AL amyloidosis is caused by a clonal plasma cell dyscrasia and is characterized by widespread, progressive amyloid deposition leading to multisystem organ failure and death. In this disease, amyloid protein deposits are derived from monoclonal immunoglobulin light chains. Aggressive treatment of AL amyloidosis with high dose intravenous melphalan followed by autologous stem cell transplant (HDM/SCT) is effective in inducing hematologic remission and clinical improvement. However, only selected patients with AL amyloidosis are eligible for HDM/SCT due to amyloid-associated organ dysfunction. Recently, several investigators have demonstrated the efficacy of treatment with oral cyclic melphalan and dexamethasone (Mel/Dex) in inducing hematologic responses and improving survival for patients with AL amyloidosis. We report on 70 patients with AL amyloidosis who were treated with oral Mel/Dex. Oral melphalan was administered at 0.22 mg/kg/day for D1-4 and dexamethasone at 20-40 mg one day per week and repeated every month. The median age was 65 years (range, 46-84) and the median number of organ system involvement was 3 (range, 1–6). Majority of the patients (n=31) had predominant cardiac involvement. The reasons to select this regimen of Mel/Dex rather than HDM/SCT included severe cardiac involvement (n=23), age > 75 years (n=6), patient choice (n=6), severe autonomic neuropathy (n=6), poor functional status (n=5), treatment started by local physicians (n=9), complications of stem cell mobilization and collection precluding HDM (n=5) and others (n=11). Patients received a median of 4 cycles of Mel/Dex, (range 1-13). Hematologic responses were not evaluable in 22 patients due to early death, toxicity or patients failing to return for follow-up. Of 48 evaluable patients, 7 patients (15%) achieved a complete hematologic response.
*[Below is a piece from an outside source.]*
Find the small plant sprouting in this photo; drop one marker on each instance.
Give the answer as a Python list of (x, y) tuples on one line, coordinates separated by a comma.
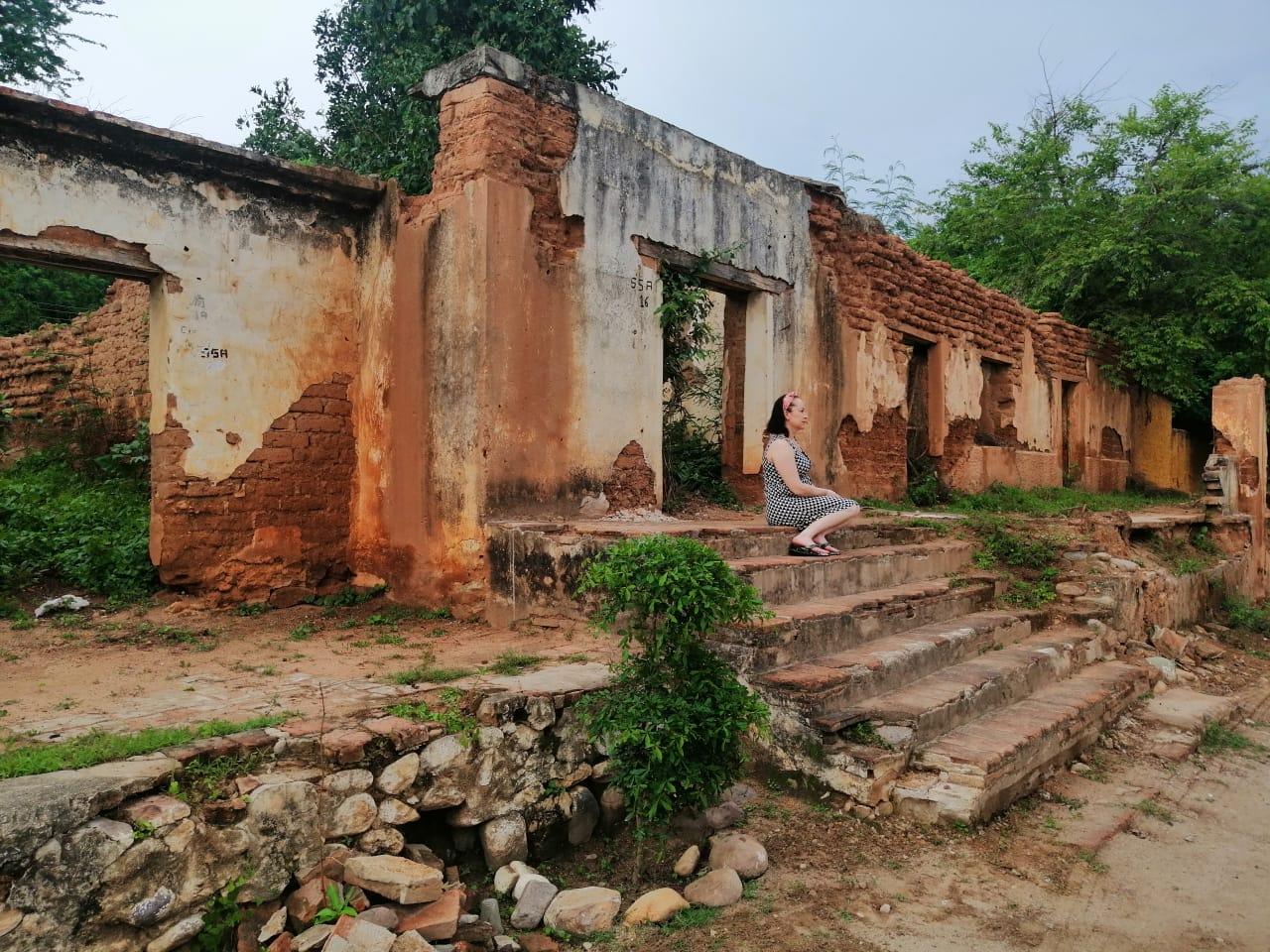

Median survival for these 70 patients has not yet been reached with a median follow-up of 17 months. Overall survival is 60% at 3 years. Thirteen of these patients received additional treatment for their disease. In conclusion, oral cyclic melphalan and dexamethasone can lead to hematologic complete responses in 15% of patients and to improvement in survival for patients with AL amyloidosis, who are not eligible for HDM/SCT.